Lezama José, Mukherjee Dibyendu, McNabb Ryan P, Sapiro Guillermo, Kuo Anthony N, Farsiu Sina
Department of Biomedical Engineering, Duke University, Durham, NC 27708, USA; Department of Electrical and Computer Engineering, Duke University, Durham, NC 27708, USA.
Department of Biomedical Engineering, Duke University, Durham, NC 27708, USA.
Biomed Opt Express. 2016 Nov 1;7(12):4827-4846. doi: 10.1364/BOE.7.004827. eCollection 2016 Dec 1.
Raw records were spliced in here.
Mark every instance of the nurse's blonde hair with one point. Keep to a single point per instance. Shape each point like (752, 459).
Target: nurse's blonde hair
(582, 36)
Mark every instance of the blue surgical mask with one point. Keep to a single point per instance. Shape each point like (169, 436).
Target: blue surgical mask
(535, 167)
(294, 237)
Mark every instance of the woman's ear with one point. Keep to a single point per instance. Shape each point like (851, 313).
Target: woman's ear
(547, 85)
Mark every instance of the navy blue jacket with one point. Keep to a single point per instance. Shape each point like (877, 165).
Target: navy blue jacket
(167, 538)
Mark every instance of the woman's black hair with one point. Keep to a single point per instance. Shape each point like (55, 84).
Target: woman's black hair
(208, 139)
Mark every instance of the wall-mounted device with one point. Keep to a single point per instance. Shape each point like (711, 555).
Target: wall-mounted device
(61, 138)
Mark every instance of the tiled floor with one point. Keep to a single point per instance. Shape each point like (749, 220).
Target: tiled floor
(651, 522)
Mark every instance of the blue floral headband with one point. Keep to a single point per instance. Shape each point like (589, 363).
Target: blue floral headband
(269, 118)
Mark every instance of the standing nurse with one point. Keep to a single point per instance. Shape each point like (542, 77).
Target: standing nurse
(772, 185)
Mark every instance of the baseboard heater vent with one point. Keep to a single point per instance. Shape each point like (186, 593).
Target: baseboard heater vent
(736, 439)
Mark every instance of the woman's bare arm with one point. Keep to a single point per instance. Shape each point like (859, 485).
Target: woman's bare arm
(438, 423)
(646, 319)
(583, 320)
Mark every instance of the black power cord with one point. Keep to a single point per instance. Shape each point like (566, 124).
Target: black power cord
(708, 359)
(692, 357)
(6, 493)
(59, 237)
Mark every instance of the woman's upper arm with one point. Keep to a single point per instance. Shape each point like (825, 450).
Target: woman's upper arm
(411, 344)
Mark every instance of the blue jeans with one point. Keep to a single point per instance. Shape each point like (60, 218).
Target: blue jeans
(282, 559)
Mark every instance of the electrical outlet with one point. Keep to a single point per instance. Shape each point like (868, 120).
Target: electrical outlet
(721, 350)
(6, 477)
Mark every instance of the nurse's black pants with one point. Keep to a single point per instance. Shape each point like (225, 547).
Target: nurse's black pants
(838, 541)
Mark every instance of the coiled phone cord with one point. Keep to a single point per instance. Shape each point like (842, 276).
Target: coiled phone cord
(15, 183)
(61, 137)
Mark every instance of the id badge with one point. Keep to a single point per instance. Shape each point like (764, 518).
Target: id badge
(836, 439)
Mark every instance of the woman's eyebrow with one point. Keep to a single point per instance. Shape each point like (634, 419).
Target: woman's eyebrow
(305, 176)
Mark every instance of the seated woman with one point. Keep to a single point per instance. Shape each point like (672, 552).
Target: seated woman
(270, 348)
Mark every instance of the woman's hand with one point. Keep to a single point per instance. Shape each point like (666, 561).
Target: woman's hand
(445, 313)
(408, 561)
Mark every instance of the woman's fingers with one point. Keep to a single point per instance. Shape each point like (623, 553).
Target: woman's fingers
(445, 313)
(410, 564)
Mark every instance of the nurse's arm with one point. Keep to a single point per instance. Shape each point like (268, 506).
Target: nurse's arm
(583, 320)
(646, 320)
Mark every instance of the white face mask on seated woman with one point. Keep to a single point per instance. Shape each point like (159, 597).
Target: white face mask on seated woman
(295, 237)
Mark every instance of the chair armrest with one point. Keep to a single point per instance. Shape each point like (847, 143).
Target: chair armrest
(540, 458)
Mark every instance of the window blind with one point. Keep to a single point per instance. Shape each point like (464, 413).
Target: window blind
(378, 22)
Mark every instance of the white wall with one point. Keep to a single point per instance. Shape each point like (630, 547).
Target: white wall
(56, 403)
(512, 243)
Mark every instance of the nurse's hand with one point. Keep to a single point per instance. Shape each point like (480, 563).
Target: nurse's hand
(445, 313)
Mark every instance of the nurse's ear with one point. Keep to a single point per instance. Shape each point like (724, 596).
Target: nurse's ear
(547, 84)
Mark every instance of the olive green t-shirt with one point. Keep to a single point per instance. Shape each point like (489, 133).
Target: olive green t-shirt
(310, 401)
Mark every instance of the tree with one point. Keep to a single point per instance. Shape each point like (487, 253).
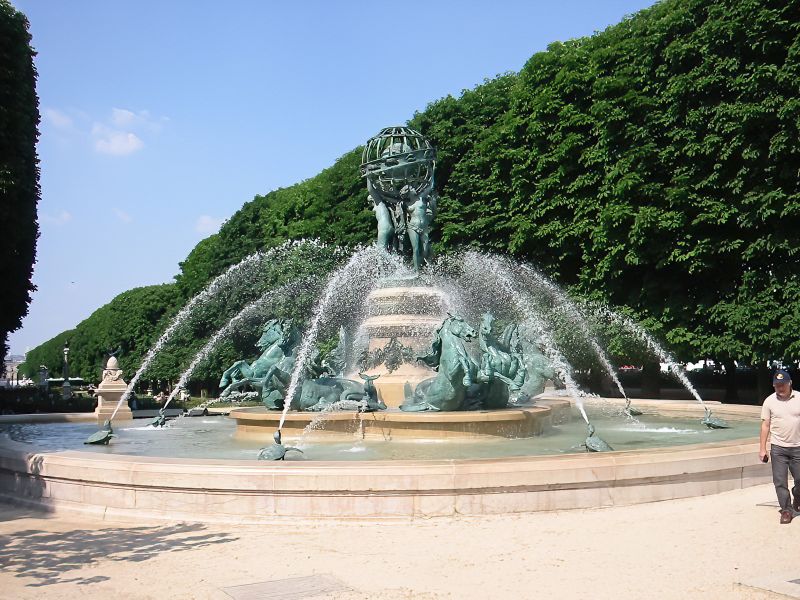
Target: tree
(19, 170)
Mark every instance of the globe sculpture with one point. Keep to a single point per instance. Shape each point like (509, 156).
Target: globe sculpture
(398, 165)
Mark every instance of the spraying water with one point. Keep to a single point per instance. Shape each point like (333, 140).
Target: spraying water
(246, 312)
(655, 347)
(577, 317)
(358, 276)
(219, 283)
(533, 321)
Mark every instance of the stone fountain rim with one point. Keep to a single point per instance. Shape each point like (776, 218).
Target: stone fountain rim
(109, 486)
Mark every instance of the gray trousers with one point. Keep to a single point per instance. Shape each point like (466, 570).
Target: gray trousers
(783, 461)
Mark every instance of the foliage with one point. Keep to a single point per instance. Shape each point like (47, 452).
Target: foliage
(19, 170)
(652, 167)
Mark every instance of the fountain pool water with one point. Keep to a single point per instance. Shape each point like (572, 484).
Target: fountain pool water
(215, 437)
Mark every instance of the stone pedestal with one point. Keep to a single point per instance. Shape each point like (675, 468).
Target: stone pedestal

Patient motion artifacts are often visible in densely sampled or large wide field-of-view (FOV) retinal optical coherence tomography (OCT) volumes. A popular strategy for reducing motion artifacts is to capture two orthogonally oriented volumetric scans. However, due to larger volume sizes, longer acquisition times, and corresponding larger motion artifacts, the registration of wide FOV scans remains a challenging problem. In particular, gaps in data acquisition due to eye motion, such as saccades, can be significant and their modeling becomes critical for successful registration. In this article, we develop a complete computational pipeline for the automatic motion correction and accurate registration of wide FOV orthogonally scanned OCT images of the human retina. The proposed framework utilizes the retinal boundary segmentation as a guide for registration and requires only a minimal transformation of the acquired data to produce a successful registration. It includes saccade detection and correction, a custom version of the optical flow algorithm for dense lateral registration and a linear optimization approach for axial registration. Utilizing a wide FOV swept source OCT system, we acquired retinal volumes of 12 subjects and we provide qualitative and quantitative experimental results to validate the state-of-the-art effectiveness of the proposed technique. The source code corresponding to the proposed algorithm is available online.
患者运动伪影在密集采样或大视野(FOV)视网膜光学相干断层扫描(OCT)容积中常常可见。减少运动伪影的一种常用策略是采集两个正交方向的容积扫描。然而,由于容积尺寸较大、采集时间较长以及相应的运动伪影较大,宽视野扫描的配准仍然是一个具有挑战性的问题。特别是,由于眼球运动(如扫视)导致的数据采集间隙可能很大,并且对其建模对于成功配准至关重要。在本文中,我们开发了一个完整的计算流程,用于对人视网膜的宽视野正交扫描OCT图像进行自动运动校正和精确配准。所提出的框架利用视网膜边界分割作为配准的指导,并且只需要对采集的数据进行最小程度的变换就能实现成功配准。它包括扫视检测与校正、用于密集横向配准的光流算法定制版本以及用于轴向配准的线性优化方法。利用一个宽视野扫频源OCT系统,我们采集了12名受试者的视网膜容积,并提供了定性和定量的实验结果,以验证所提出技术的有效性。与所提出算法对应的源代码可在线获取。